Under new tax rules, is it still profitable to buy a dividend in assets held in an IRA? (March 30, 2004)

  It is still profitable, but the relative adantage over buying in a non-tax exempt account has diminished. The new tax rules create an advantage, but then take away one of the best advantages of capturing dividends in a taxable account.

The tax rate has been reduced from the taxpayer's bracket to 15%. Depending upon your tax bracket that makes buying dividend paying stocks in a taxable account more advantageous than before. When a dividend is 4% and you have to pay 35% tax on it, and also factor in the transaction costs of buying and selling the stock in order to capture the dividend, the resulting gain is not worht the effort.. In short, you can make better money elsewhere with the same or less effort.

By lowering the tax rate to 15% that made dividend capturing much more advantageous. Or did it? As part of the new tax rules, in order to get the special 15% rate, you have to hold the stock for 61 days. That means if you want to capture dividends as a primary income source, you can only do it every 61 days if you have just one block of money to work with, or you have to throw a whole lot of money at it if you want to capture more dividends and actually use it as a strategy to make any real money at it.

What you want to do when dividend capturing is make a play a week, buying the stock at the close the day before the record date and selling it the next session so you are not subject to ups and downs in the stock that can wipe out your dividend gain.
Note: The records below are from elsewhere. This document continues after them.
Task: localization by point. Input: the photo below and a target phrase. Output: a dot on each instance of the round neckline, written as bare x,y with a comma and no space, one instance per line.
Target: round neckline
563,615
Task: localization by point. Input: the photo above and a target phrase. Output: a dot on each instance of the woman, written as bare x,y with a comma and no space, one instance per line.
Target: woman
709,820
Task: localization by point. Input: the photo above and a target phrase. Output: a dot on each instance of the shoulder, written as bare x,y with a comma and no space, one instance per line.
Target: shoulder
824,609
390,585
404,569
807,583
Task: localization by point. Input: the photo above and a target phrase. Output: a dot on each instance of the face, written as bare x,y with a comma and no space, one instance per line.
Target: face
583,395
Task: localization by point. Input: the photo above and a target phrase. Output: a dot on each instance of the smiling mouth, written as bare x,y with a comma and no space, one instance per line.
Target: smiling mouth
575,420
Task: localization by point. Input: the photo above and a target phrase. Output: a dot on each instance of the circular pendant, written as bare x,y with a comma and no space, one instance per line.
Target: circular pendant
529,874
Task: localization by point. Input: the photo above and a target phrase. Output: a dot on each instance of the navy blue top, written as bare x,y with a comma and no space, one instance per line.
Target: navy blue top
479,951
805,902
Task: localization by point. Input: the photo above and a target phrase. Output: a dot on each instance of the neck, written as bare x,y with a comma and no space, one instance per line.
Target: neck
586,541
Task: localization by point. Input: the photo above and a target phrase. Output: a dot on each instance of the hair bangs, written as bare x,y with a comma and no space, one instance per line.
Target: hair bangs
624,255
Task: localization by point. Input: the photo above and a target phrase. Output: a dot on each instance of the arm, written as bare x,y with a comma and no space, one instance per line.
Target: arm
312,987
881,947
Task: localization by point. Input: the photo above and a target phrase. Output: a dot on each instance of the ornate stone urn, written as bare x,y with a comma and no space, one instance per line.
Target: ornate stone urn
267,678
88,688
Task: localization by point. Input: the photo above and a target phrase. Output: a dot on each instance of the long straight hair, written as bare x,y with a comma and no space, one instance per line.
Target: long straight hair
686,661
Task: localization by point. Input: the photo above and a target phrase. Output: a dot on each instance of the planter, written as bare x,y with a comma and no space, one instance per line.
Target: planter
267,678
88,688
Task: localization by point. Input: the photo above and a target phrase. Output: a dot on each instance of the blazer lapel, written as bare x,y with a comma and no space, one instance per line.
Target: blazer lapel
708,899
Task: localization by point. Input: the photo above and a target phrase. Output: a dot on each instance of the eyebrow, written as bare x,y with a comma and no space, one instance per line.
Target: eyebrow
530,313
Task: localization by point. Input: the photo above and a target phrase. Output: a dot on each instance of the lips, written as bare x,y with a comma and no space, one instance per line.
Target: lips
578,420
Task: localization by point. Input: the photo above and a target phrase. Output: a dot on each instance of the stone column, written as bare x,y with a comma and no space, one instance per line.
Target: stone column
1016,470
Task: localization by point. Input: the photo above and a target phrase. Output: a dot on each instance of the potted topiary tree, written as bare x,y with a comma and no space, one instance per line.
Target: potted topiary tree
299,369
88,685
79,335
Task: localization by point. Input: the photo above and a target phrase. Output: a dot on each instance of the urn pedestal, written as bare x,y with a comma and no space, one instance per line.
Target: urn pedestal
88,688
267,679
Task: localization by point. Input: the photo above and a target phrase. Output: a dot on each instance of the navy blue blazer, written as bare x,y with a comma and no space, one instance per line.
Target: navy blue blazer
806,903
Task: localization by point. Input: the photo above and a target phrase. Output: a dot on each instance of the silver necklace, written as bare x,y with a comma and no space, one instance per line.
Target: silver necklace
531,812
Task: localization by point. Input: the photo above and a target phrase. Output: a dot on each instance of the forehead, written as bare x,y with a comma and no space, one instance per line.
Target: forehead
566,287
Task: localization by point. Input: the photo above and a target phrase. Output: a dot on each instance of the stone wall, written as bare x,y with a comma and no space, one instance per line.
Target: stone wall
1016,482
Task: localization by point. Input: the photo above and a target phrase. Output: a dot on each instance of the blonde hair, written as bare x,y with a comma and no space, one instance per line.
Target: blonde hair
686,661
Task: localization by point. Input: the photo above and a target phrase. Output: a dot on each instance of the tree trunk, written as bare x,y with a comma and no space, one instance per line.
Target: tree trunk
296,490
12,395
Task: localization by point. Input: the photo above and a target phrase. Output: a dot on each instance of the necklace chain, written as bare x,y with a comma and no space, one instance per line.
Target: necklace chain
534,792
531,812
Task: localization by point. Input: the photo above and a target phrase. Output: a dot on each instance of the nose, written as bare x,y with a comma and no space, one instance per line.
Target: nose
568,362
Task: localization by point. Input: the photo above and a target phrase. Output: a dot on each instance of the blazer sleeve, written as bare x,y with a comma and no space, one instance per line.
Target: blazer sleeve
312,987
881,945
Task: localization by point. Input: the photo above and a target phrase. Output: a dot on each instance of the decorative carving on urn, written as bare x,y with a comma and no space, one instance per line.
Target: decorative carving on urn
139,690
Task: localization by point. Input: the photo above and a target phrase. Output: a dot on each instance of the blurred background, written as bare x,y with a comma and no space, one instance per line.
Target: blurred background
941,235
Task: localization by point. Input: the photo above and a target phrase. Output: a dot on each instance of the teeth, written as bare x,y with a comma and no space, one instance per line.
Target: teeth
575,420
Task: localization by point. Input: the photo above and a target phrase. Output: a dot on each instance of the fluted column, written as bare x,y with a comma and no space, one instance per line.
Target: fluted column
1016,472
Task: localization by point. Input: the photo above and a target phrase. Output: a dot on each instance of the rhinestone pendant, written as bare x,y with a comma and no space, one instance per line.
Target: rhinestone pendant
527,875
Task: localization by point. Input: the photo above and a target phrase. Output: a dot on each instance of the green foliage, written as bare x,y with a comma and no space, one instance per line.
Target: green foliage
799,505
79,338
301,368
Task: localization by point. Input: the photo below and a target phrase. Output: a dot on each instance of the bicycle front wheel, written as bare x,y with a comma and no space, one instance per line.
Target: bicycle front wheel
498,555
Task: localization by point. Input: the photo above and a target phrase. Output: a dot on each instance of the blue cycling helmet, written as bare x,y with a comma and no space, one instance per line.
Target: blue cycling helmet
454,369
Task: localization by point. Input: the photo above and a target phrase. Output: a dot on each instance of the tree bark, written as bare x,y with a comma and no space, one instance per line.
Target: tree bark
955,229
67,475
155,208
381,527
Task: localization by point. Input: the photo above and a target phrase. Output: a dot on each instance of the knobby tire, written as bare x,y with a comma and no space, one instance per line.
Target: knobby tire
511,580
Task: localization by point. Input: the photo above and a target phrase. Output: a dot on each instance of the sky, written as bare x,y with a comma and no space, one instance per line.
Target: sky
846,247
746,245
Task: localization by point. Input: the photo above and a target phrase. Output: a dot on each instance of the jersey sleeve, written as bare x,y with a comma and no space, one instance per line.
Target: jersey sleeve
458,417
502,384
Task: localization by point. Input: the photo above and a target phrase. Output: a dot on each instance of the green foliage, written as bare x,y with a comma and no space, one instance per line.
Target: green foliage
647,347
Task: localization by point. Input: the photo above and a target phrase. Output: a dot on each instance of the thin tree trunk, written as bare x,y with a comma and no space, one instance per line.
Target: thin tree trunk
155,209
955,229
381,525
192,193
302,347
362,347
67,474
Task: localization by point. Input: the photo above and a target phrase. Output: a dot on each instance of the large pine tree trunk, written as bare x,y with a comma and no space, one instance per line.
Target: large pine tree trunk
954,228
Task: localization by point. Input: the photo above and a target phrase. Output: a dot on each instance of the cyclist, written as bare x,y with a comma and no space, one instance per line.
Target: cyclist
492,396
You can then use the float to move into another dividend play using the same block of money. You can do this over and over with the same block of money and roll the dividends in consistently and thus make some decent money. With the new tax rule, however, you cannot use the same block of money over and over but have to hold the stock for 61 days. Effectively that limits you to at best 6 captures per year using the same block of money IF you want the 15% tax rate. To make it worthwhile in a taxable account, however, you need the 15% rate. So the taxk law gave but it also took away WITH THE INTENT to keep people from doing this. That is why it was written the way it was.

You can still capture dividends in a tax free account just as we did in the old days because you are not worried about the 15% versus 28%, 35%, etc. tax rates. Thus for serious dividend capturers, the tax law offered no change.